IMF recommends extending quantitative easing

In its annual review of the US economy, the International Monetary Fund has urged the Federal Reserve to be careful in winding down its quantitative easing policy so as not to disrupt the financial markets.

Excessive interest rate volatitlity that could result from an ill-thought out exit plan “could have adverse global implications, including a reversal of capital flows to emerging markets and higher international financial market volatility”. It recommends maintaining asset purchases at least to the end of the year in order to support recovery.
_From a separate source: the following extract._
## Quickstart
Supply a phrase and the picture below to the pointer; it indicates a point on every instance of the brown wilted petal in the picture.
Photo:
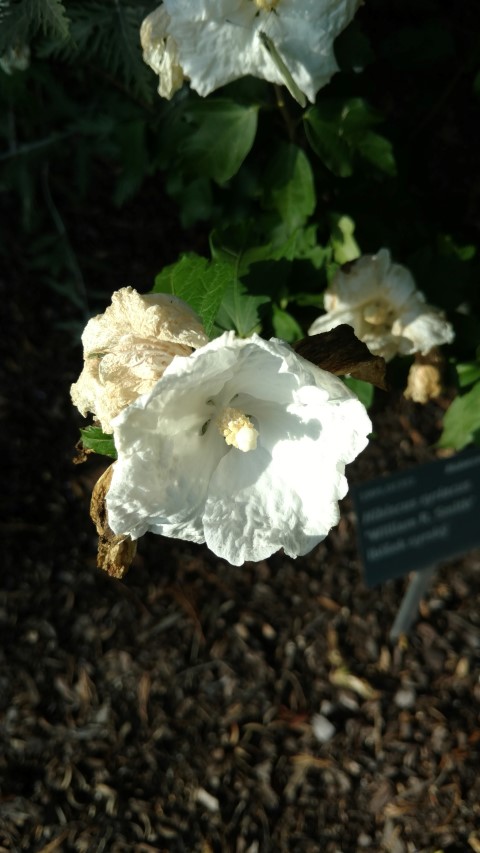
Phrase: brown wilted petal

The IMF has left its annual growth forecast for the US unchanged at 1.9 per cent and has lowered its 2014 prediction from three per cent to 2.7 per cent growth. It adds that 2013 growth could be as much as 1.75 percentage points higher if not for the rushed approach to cutting the deficit.
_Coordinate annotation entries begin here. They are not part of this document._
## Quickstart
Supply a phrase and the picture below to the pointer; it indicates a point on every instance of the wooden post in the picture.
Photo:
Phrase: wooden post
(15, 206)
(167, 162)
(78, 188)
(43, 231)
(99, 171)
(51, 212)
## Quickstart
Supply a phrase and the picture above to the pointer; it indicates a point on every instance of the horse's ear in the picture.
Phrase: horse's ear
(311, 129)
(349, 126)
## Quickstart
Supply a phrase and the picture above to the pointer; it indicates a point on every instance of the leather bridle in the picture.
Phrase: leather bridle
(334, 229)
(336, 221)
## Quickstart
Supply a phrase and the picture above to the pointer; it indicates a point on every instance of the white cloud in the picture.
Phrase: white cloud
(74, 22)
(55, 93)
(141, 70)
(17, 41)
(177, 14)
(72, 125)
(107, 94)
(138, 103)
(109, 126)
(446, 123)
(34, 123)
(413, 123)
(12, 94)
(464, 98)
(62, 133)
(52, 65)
The IMF also expresses concern over the struggling eurozone, which could impact the US through both trade and finance, and over low growth in emerging market countries.
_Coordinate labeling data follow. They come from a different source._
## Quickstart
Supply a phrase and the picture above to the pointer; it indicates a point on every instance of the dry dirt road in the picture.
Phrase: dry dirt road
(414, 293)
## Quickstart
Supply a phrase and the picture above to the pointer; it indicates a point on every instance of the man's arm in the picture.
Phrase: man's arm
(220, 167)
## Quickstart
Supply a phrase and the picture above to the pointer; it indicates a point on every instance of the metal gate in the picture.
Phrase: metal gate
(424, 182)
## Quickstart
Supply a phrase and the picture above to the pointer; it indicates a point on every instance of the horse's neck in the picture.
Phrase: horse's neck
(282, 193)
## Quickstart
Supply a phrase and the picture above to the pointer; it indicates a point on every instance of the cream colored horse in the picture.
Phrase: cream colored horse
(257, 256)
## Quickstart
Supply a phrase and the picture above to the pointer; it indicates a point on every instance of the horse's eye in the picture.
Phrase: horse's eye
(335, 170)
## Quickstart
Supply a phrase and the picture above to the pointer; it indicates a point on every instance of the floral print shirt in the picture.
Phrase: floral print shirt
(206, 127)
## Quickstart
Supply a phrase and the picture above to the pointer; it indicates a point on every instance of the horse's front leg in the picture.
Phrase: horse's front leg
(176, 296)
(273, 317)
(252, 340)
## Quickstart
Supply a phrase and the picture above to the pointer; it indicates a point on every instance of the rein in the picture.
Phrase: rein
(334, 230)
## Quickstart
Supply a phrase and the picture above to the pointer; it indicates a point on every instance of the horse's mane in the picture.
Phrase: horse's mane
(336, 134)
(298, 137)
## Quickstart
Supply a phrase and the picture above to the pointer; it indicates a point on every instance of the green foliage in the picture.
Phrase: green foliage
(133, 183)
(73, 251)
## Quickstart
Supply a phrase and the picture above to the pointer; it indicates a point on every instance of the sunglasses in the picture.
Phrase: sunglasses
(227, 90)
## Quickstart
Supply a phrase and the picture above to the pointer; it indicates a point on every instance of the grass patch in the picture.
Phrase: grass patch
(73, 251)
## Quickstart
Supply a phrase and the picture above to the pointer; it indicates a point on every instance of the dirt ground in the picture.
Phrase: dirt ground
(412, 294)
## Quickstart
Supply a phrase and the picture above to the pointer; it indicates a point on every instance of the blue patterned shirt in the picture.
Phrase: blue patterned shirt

From the concluding statement of the report:

The automatic spending cuts (“sequester”) not only exert a heavy toll on growth in the short term, but the indiscriminate reductions in education, science, and infrastructure spending could also reduce medium-term potential growth.

These cuts should be replaced with a back-loaded mix of entitlement savings and new revenues, along the lines of the Administration’s budget proposal.

At the same time, the expiration of the payroll tax cut and the increase in high-end marginal tax rates also imply some further drag on economic
activity. A slower pace of deficit reduction would help the recovery at a time when monetary policy has limited room to support it further.